Jan 07, 2015 11:34 AM EST
Scientists believe they have uncovered the potential for an actual "Death Star" that could severely impact life as we know it on Earth. But there is nothing to worry about, at least for now.
According to calculations made by scientist Coryn Bailer-Jones of the Max Planck Institute, he estimates that two orange dwarf stars, GL 710 and Hip 86505, could start messing with cometary orbits as they approach our solar system. If they get close enough, their gravitational pull could send waves of comets in our direction, increasing the likelihood of a large Earth impact. These comets would most likely originate in the Oort Cloud - a spherical field of comets and icy plantesimals that surround the Sun.
While this may sound frightening, the truth is that we have little to worry about, at least for now. If the math holds up, these comets and other bodies won't come hurdling in our direction for another 240,000 and 470,000 years from now. In an interview with NBC news, Bailer-Jones emphasized that there are much more immediate concerns for the human race.
"Of course, given a long enough time scale, then it's inevitable that something large will be on a collision course with the Earth, just as it's highly likely that a super volcano will go off within the next few million years," Bailer-Jones says. "These are real, but very long-term risks, and not worth worrying about now given that humanity faces equally significant risks on much shorter timescales. If people want to try to avoid doom, they should be looking to avoid human-generated catastrophes such as international aggression, environmental destruction, and antibiotic resistance."
The researcher added that it is probably more likely that our planet will be struck by a near-Earth asteroid long before a dangerously large, Nemesis-scenario comet finds itself threatening life on Earth.

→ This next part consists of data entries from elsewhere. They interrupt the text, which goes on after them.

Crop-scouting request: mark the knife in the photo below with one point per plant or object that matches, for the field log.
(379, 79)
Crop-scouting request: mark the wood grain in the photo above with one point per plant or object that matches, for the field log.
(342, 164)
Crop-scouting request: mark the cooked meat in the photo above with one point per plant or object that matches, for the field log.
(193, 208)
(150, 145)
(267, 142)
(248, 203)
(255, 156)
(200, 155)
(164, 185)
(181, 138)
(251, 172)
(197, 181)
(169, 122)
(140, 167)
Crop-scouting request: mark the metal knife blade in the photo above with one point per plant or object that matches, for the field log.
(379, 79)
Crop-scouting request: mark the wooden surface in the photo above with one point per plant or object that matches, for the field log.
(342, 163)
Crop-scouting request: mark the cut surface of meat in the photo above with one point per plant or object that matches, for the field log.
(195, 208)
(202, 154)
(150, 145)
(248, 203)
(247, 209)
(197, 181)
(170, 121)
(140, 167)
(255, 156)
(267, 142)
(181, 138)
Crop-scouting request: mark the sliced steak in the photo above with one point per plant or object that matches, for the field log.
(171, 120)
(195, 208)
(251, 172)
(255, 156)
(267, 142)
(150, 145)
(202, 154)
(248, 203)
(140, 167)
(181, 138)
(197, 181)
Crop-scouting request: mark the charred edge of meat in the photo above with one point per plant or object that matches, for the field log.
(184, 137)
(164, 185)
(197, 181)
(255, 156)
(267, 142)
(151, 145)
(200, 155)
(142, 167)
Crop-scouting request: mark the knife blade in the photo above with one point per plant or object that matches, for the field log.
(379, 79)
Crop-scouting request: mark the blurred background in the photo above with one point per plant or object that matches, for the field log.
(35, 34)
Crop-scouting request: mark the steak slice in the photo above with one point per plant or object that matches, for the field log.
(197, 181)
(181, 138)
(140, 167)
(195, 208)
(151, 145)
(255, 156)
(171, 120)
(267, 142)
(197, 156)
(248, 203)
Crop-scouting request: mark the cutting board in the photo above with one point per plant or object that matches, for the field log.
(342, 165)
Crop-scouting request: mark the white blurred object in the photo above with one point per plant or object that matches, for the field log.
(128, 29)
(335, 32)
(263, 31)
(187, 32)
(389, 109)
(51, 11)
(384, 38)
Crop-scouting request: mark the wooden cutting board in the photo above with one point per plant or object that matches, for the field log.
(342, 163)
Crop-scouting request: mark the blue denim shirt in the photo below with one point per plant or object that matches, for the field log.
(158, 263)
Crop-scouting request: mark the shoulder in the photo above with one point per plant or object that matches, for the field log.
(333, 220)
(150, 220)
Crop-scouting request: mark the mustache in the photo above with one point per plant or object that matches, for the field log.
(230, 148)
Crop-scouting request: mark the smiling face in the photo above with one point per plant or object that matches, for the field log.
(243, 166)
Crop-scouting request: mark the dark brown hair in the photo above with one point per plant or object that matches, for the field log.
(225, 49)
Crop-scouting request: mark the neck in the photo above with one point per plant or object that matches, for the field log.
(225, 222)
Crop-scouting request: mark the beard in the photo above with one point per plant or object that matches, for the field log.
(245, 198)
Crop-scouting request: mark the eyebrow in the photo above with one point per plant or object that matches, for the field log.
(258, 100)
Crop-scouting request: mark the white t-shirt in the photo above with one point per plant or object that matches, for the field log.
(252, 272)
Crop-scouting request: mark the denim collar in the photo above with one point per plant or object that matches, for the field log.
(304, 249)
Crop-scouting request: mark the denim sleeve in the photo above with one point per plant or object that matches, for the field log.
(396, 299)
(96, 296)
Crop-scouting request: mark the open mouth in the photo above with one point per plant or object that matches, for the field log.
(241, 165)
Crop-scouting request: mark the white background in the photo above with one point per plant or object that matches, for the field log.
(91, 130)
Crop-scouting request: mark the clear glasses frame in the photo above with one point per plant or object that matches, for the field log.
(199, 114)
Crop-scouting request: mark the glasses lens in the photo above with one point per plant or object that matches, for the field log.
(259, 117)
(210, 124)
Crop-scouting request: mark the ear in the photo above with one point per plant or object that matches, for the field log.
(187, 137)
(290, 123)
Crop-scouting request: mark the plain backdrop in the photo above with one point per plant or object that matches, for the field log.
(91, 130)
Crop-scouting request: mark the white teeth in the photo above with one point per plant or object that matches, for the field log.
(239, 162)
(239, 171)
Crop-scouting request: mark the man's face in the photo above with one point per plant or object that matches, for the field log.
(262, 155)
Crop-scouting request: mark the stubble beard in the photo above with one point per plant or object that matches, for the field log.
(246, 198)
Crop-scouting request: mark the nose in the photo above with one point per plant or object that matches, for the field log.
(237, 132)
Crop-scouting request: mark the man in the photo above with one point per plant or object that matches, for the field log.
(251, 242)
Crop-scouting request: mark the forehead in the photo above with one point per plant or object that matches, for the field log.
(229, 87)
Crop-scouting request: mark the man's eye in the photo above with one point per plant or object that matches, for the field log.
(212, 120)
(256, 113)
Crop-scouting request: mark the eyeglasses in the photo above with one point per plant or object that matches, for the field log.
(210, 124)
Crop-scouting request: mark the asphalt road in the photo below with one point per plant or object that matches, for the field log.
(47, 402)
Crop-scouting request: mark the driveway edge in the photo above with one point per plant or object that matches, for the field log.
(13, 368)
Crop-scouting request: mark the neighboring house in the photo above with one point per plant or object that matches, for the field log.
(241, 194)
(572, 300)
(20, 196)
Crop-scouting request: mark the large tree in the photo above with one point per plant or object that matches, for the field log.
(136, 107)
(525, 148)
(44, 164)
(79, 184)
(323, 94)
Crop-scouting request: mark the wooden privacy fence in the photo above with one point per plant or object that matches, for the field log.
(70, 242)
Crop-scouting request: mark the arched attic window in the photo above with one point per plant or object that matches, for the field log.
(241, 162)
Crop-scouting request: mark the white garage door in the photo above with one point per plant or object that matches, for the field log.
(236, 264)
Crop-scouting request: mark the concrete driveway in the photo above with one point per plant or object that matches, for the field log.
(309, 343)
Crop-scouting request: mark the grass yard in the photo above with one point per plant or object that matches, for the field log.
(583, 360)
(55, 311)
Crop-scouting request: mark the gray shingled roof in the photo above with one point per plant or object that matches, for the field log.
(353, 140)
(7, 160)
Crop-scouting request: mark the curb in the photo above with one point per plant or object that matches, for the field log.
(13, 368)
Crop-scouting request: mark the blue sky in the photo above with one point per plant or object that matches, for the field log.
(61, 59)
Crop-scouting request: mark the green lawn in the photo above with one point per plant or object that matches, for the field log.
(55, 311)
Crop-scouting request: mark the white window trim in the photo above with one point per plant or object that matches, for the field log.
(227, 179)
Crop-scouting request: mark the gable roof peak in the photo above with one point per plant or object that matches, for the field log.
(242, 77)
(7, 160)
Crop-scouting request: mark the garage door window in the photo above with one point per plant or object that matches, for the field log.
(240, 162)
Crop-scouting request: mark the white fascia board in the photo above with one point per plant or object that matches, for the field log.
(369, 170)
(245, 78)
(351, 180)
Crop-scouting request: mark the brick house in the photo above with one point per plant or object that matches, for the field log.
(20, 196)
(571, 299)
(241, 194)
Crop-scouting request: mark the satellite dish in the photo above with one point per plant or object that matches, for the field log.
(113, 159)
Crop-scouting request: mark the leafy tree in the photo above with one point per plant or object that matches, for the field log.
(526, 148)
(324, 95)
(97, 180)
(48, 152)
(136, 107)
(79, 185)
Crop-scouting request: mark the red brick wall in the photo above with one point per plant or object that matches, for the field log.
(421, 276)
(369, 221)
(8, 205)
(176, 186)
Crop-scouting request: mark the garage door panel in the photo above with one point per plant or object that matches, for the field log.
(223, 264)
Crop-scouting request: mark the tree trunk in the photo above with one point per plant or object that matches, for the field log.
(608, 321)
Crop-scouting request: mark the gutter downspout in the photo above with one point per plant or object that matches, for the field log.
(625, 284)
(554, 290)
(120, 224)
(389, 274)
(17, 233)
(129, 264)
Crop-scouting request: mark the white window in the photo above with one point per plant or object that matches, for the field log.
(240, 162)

Icy comets impacting Earth has long been suspected to be one way in which water was delivered to Earth, in the very early years of the planet. However, many believe the Earth was simply too hot to have kept the water from these impacts. The impacts would have had a cooling effect on the planet, however, preparing it to receive meteorites containing water.
"Surface water as it exists on our planet today, must have come much, much later - hundreds of millions of years later," geologist Horst Marschall said in a recent statement.
Large impacts from comets could have potentially disastrous effects on life as we know it. Luckily, even our great-great-great grandchildren will have long turned to dust by this time happens, and who is to say humanity will still exist by then?